International collaboration
The criticism that ATC is slow to change is often heard, perhaps more so within the sector itself than outside of it. Drones, eVTOLs, and more commercial operations above 60,000ft all present amazing economic opportunities, but some are asking if ANSPs and ATC systems are adequately prepared for them.
Leone says that “just-in-time change” will see these new technologies introduced safely, but that global regulators need courage to take prudent risks.
“In Europe and the US, we have regulators that are always out in front and assess risk through formal safety case analysis – they can build data and information to prove safety cases. If we are going to push these things out globally, we must teach other regulators how to manage risks using safety data and cases,” says Leone.
“Continuous improvement in system and operational safety takes the focused efforts of governments and ANSPs around the world to target investment in new R&D. Since aviation is global, my dream has always been to build integrated R&D centers in key parts of the world that work together to solve new aviation challenges.”
To that end, MITRE worked with the Civil Aviation Authority of Singapore (CAAS) to open an R&D center in Singapore in 2014 to serve the Asia Pacific region.
MITRE Asia Pacific Singapore (MAPS) features a human-in-the-loop laboratory for developing and testing new systems, and Asia-specific modeling and simulation and data collection capabilities. The way the center works is modeled on the close relationship MITRE has with the FAA in the US.
One of the key tasks the organization has helped CAAS with so far is leveraging the most capacity possible with a third runway at Changi Airport, which is expected to be operational by the mid-2020s. Three runways pose operational challenges, with three aircraft being able to arrive and depart at the same time. “The only other airports that runs triples are in the US, and we worked with the FAA to ensure they are run safely,” says Leone.
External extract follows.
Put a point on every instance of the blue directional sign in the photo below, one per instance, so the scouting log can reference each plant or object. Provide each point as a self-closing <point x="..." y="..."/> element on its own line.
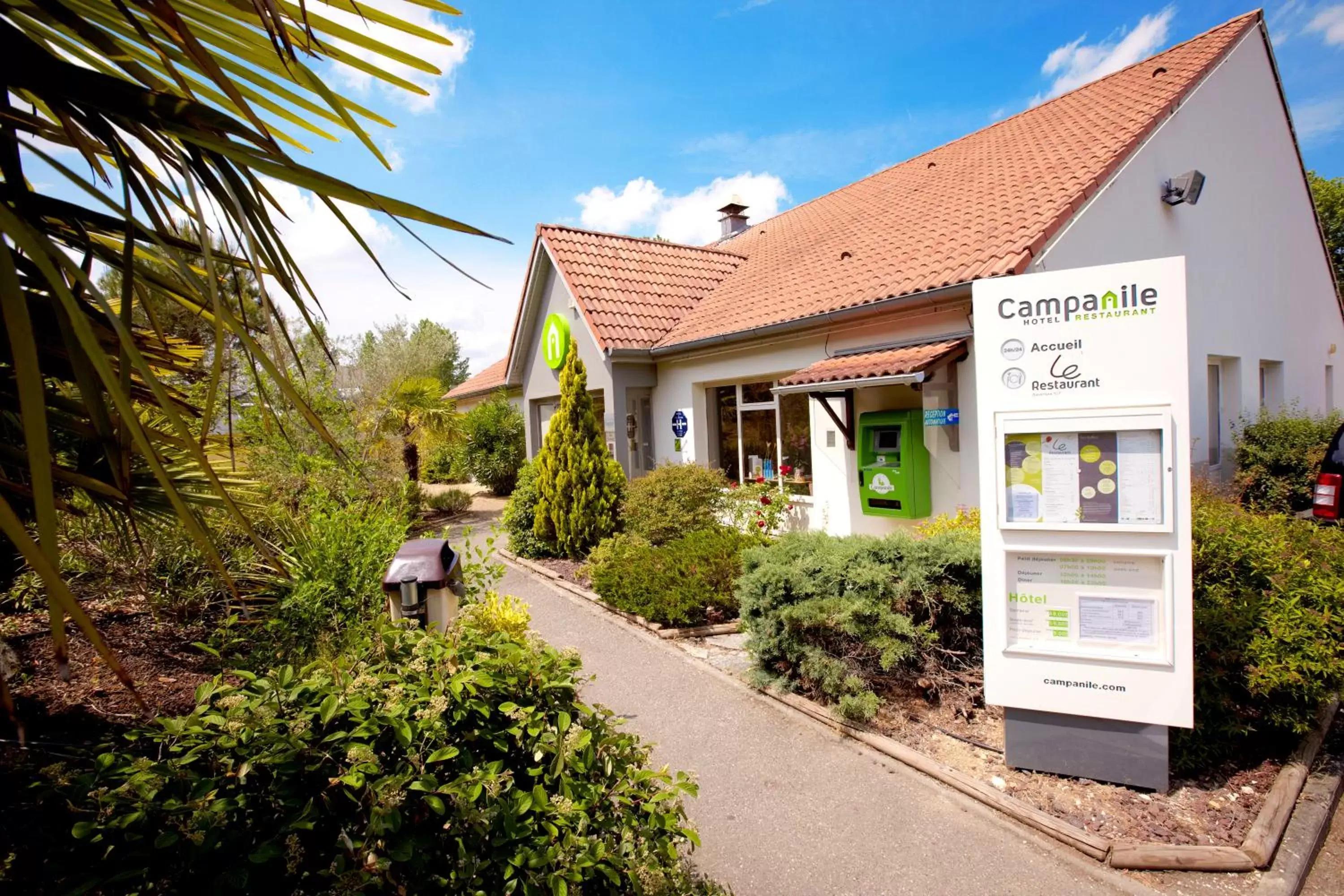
<point x="943" y="417"/>
<point x="679" y="424"/>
They have also jointly developed a departure sequencing tool that incorporates wake separation requirements, so departures can use the same runway. MAPS is also working internationally and with ICAO on a concept called flight and flow collaboration environment (FF-ICE). “It enables information exchange between different ANSPs so they can collaborate in a better way and industry can build systems that are connectable,” says Leone.
In addition, the Singapore R&D center is working on changes to ICAO Standard Annex 14 for obstacle limitation standards around airports.
Connectivity and consensus
MITRE has a long list of technological achievements in ATC, from TCAS and User Request Evaluation Tool (conflict probe) in the US, to procedure design tools. But most important to Leone is the organization's capability to build new technologies and consensus simultaneously.
“I've been in ATC for almost 40 years because it's an exciting place to be. The industry is a global sport and the people in it are open, sharing, and collaborative – it's an incredible community.
“Our capability as a convenor and technology developer is unique. We work in partnership with the ATC community, using data to show what we are doing works.”